By Nguyen Ha   November 23, 2019 | 05:00 am PT
Hanoi metro section to suffer 12-year delay, cost $690 mln more
An illustration of a metro station planned near the Sword Lake in Hanoi. Photo courtesy of the Hanoi Metropolitan Railway Management Board.
The completion of a downtown Hanoi metro section will be delayed until 2027 and its cost is set to rise by 82 percent.

Authorities said that the cost of building the section that would run past Hanoi’s Hoan Kiem (Sword) Lake as part of the capital city’s second urban metro project will increase by more than VND16 trillion ($690 million) to VND35.67 trillion ($1.5 billion).

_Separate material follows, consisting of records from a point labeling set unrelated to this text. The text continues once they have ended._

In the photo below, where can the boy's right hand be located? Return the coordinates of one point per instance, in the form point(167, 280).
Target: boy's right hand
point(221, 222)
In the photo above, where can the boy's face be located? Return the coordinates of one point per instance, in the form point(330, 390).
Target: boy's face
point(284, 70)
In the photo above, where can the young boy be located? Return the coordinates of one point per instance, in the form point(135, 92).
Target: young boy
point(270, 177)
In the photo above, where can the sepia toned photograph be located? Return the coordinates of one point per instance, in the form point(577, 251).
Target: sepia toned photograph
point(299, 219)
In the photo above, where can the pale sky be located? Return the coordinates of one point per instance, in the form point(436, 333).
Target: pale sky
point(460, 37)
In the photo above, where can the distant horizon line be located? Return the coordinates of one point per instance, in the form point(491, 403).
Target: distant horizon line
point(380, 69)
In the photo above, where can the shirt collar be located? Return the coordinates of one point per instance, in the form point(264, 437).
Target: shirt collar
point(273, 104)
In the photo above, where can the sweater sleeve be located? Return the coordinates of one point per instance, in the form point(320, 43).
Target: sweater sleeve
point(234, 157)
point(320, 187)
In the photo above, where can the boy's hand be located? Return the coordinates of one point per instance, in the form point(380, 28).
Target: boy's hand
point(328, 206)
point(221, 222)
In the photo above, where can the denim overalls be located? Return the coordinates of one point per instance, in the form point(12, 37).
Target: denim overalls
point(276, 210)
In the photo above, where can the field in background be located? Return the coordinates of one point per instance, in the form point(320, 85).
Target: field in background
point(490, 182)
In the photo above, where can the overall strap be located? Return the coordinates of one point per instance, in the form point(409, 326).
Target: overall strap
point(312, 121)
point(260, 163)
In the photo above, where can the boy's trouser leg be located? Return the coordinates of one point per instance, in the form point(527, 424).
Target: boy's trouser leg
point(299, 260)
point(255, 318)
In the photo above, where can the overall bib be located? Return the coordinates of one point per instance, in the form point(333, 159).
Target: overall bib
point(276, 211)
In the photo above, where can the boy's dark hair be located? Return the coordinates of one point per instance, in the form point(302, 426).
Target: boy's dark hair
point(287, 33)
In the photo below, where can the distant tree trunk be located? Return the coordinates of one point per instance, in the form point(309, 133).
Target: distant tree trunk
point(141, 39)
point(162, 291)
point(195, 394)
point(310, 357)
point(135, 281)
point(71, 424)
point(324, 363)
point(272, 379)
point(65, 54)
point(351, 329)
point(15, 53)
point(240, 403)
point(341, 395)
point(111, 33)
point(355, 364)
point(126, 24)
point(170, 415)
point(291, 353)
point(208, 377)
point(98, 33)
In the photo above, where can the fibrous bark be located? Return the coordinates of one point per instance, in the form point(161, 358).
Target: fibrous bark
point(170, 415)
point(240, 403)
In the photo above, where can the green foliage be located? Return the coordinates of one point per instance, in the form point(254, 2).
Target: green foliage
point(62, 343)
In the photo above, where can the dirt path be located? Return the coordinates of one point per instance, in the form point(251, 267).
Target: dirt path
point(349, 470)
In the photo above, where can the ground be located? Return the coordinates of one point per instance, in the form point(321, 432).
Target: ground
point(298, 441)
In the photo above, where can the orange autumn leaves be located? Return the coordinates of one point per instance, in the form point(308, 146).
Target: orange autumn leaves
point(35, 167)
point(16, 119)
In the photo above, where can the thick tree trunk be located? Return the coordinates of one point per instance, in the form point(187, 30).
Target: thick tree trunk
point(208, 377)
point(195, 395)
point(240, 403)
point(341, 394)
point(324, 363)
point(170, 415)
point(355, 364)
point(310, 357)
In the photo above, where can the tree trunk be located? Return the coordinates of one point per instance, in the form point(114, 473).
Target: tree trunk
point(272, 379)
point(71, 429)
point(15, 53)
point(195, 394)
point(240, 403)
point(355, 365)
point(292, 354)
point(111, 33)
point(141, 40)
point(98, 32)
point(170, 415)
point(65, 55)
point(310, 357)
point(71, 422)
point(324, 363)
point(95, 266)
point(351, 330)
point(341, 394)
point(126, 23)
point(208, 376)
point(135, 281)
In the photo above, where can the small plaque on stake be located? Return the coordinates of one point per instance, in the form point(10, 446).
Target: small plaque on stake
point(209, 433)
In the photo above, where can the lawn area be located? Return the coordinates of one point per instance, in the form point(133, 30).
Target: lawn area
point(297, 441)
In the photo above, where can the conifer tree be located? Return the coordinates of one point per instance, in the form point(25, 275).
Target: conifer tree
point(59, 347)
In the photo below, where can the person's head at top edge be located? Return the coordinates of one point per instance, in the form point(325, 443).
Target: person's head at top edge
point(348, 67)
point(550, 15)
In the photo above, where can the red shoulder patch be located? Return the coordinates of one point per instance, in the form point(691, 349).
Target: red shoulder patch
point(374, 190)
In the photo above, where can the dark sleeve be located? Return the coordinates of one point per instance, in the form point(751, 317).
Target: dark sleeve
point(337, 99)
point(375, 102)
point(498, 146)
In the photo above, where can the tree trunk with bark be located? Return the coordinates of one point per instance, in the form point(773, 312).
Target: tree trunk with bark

A report submitted to the National Assembly by the Ministry of Planning and Investment says the cost increase is warranted by changes in the project scale, the currency's conversion rate, material price hikes, and higher management costs.

The cost adjustment would mean that each kilometer of the 11.5 meter section cost $143 million. The funds will be raised from the national budget and loans from the Japanese government.

The ministry said the increased investment cost was acceptable, comparing it with metro lines in Indonesia and Malaysia that were completed in 2014 and 2011 at the cost of $165.6 million and $125 million for every kilometer, respectively.

The section will be underground for nine kilometers as it runs from the Ciputra complex in Tay Ho and Bac Tu Liem districts to an intersection between Pho Hue and Nguyen Du streets in Hai Ba Trung District.

The adjustment will also increase the maximum speed of the metro from 90 km per hour to 120 kph and cut the number of coaches from 56 to 40.

The commercial operation deadline for this section, which will feature three elevated stations and seven underground stations, however, has been pushed back to 2027, which means 12 years after the original schedule.

Last month, the Ministry of Culture, Sports and Tourism cautioned that one of the section’s stations planned near the Sword Lake could violate the nation’s Cultural Heritage Law.

C9, the station, should be constructed out of the protected area of the lake relics, the ministry said.

It maintains that the station's location in the current plan, which is just 36 meters away from the Thap But (Pen Tower) and a meter deep from the ground level, would make construction difficult.

Digging the ground, putting up fences and felling all the existing trees will affect the ecosystem and scenery around the lake, it said.

Hanoi plans to build eight urban railway lines with a combined distance of 305 km, including three monorail segments, as per its development plan for 2030 with vision towards 2050.